Ils parviennent à un domaine appelé Gethsémani. Jésus dit à ses disciples : « Restez ici ; moi, je vais prier. » Puis il emmène avec lui Pierre, Jacques et Jean, et commence à ressentir frayeur et angoisse. Il leur dit : « Mon âme est triste à mourir. Demeurez ici et veillez. » S'écartant un peu, il tombait à terre et priait pour que, s'il était possible, cette heure s'éloigne de lui. Il disait : « Abba... Père, tout est possible pour toi. Éloigne de moi cette coupe. Cependant, non pas ce que je veux, mais ce que tu veux ! » Puis il revient et trouve les disciples endormis. Il dit à Pierre : « Simon, tu dors ! Tu n'as pas eu la force de veiller une heure ? Veillez et priez pour ne pas entrer en tentation : l'esprit est ardent, mais la chair est faible. » Il retourna prier, en répétant les mêmes paroles.

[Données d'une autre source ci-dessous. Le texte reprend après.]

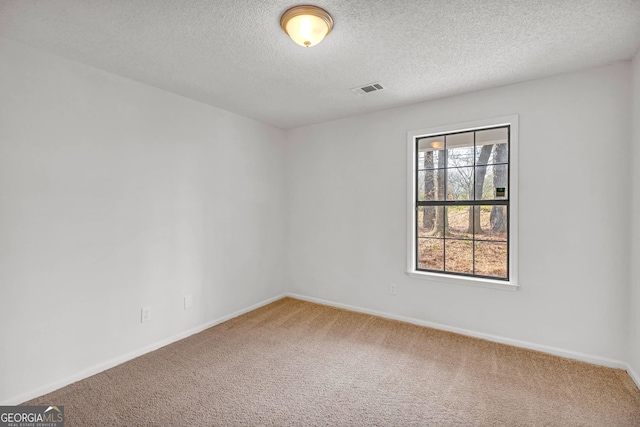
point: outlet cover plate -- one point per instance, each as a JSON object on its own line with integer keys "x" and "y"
{"x": 145, "y": 314}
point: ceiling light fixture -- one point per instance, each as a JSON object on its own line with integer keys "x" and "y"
{"x": 306, "y": 25}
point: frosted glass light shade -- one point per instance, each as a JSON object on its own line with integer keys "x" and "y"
{"x": 306, "y": 25}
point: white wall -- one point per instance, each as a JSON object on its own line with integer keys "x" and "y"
{"x": 113, "y": 196}
{"x": 347, "y": 210}
{"x": 634, "y": 317}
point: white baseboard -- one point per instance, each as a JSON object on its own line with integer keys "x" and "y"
{"x": 596, "y": 360}
{"x": 31, "y": 394}
{"x": 634, "y": 375}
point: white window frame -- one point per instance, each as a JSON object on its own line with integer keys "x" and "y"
{"x": 412, "y": 271}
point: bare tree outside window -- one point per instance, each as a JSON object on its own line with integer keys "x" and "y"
{"x": 462, "y": 203}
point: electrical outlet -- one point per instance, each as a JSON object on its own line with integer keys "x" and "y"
{"x": 145, "y": 314}
{"x": 188, "y": 301}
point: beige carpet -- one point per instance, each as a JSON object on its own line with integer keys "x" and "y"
{"x": 297, "y": 363}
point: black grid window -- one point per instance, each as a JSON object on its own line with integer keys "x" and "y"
{"x": 462, "y": 203}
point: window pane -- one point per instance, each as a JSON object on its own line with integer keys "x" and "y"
{"x": 459, "y": 256}
{"x": 491, "y": 259}
{"x": 431, "y": 254}
{"x": 491, "y": 182}
{"x": 491, "y": 146}
{"x": 428, "y": 185}
{"x": 431, "y": 153}
{"x": 460, "y": 150}
{"x": 458, "y": 222}
{"x": 493, "y": 223}
{"x": 430, "y": 221}
{"x": 460, "y": 183}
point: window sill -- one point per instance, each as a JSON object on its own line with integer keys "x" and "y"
{"x": 461, "y": 280}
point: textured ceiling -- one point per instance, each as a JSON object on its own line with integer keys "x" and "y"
{"x": 234, "y": 55}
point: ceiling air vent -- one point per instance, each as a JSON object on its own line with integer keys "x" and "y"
{"x": 370, "y": 88}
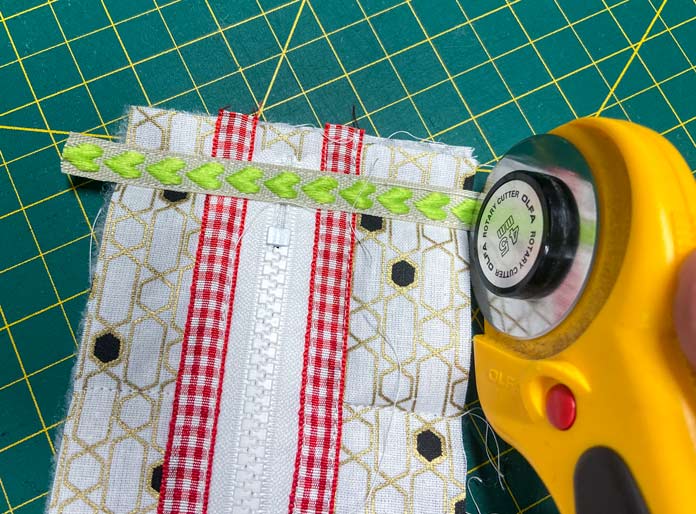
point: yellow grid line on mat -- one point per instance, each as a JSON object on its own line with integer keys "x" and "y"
{"x": 285, "y": 55}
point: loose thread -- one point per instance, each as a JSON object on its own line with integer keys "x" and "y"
{"x": 471, "y": 494}
{"x": 495, "y": 463}
{"x": 394, "y": 408}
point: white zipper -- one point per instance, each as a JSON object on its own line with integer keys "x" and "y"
{"x": 256, "y": 424}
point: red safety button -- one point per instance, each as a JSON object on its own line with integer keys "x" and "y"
{"x": 561, "y": 407}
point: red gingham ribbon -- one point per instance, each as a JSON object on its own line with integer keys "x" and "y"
{"x": 321, "y": 394}
{"x": 192, "y": 430}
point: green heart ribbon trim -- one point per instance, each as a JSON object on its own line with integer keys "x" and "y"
{"x": 167, "y": 170}
{"x": 126, "y": 164}
{"x": 282, "y": 184}
{"x": 206, "y": 175}
{"x": 313, "y": 189}
{"x": 320, "y": 189}
{"x": 357, "y": 194}
{"x": 394, "y": 200}
{"x": 82, "y": 156}
{"x": 245, "y": 179}
{"x": 432, "y": 206}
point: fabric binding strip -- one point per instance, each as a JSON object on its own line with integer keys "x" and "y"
{"x": 114, "y": 162}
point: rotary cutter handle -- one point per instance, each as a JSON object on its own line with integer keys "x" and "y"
{"x": 576, "y": 253}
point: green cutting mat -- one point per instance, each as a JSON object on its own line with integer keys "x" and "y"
{"x": 484, "y": 73}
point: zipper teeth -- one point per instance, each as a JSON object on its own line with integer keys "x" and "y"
{"x": 257, "y": 399}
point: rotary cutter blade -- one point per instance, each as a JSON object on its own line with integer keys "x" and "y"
{"x": 534, "y": 240}
{"x": 575, "y": 255}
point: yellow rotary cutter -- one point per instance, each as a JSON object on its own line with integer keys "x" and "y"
{"x": 576, "y": 252}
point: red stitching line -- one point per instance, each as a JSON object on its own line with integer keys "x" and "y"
{"x": 305, "y": 361}
{"x": 235, "y": 226}
{"x": 344, "y": 349}
{"x": 341, "y": 160}
{"x": 184, "y": 349}
{"x": 233, "y": 289}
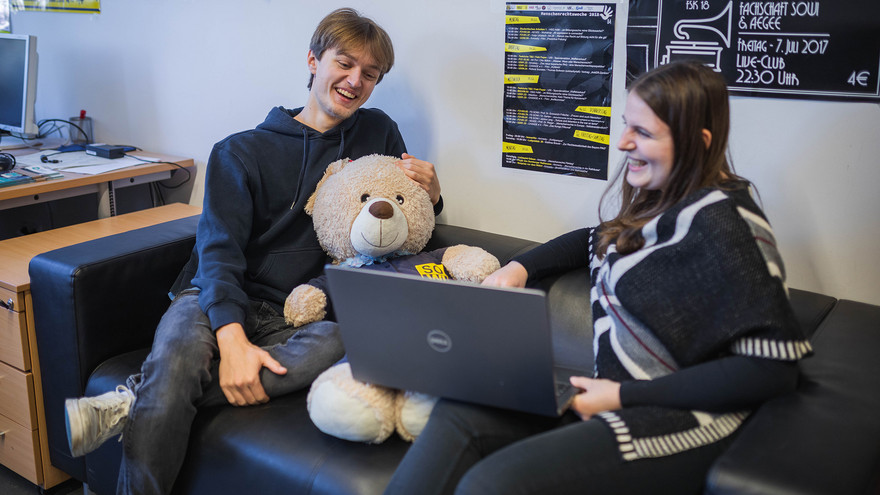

Il n'est pas nécessaire d'ajouter beaucoup à ce texte. Une chose cependant mérite qu'on s'y arrête un peu : l'échec apparent de Jésus.
Qui de nous n'a pas rencontré l'échec ? un examen raté, une relation brisée , une demande d'emploi qui se termine par "on vous écrira " ... Plus on a mis de coeur dans un projet, plus l'échec risque de nous briser, de nous décourager. Plus encore, tous nos projets sont futiles puisqu'un jour nous mourrons!
Dès la naissance de Jésus, il y a eu le massacre des innocents. Sa prédication échoue souvent. Jésus n'arrive pas à aider des gens de bonne volonté à faire le saut dans l'inconnu pour le suivre, tel...le jeune homme riche. Jésus se heurte à la mauvaise foi, au racisme. Ses disciples ont été lents à comprendre et un l'a renié. Jésus est arrêté et mis à mort. Et pourtant, devant tous ces échecs, Jésus reste libre et n'a jamais baissé les bras : pourquoi ?
St Paul dans la deuxième lecture, décrit l'attitude de Jésus dans sa vie et sa passion: se dépouiller de ses propres intérêts, de ses propres peurs et de ses propres besoins pour le salut des autres; chercher à consoler les coeurs brisés et à réconforter ceux qui sont désespérés malgré ses propres misères; poursuivre sa route en espérant malgré le rejet de son peuple, l'humiliation et la souffrance. C'est ce que le Christ a fait. Qui dira encore que se passion fut un échec? Les 2003 ans d'histoire chrétienne sont là pour le démontrer.
Jésus a annoncé le royaume de Dieu, ouvert à tous les hommes et toutes les femmes. Il a parlé du royaume de Dieu, il l'a fait découvrir. C'est notre mission de chercher ensemble à agir pour l'avancement du royaume de Dieu. En agissant par amour, sans calculer, sans intérêt de domination, on fait toujours ce qui est juste. C'est le seul moyen pour répandre la bonne nouvelle du Christ. Le péché nous empêche de répandre la bonne nouvelle. Le péché ce sont toutes les attitudes, les choses qui ne vont pas dans le sens de l'amour de Dieu. Ce sont les fautes, les rejets, les événements de nos vies où n'avons pas agi selon la parole de Dieu. Ce sont toutes les fois ou nous n'avons pas pu pardonner, ou nous n'avons pas accepté Dieu dans notre vie, ou nous nous sommes pris pour Dieu.
La célébration de la semaine sainte nous invite à épouser l'attitude de Jésus. C'est une attitude de compassion et d'abandon pour être les serviteurs de Dieu en étant au service les uns des autres.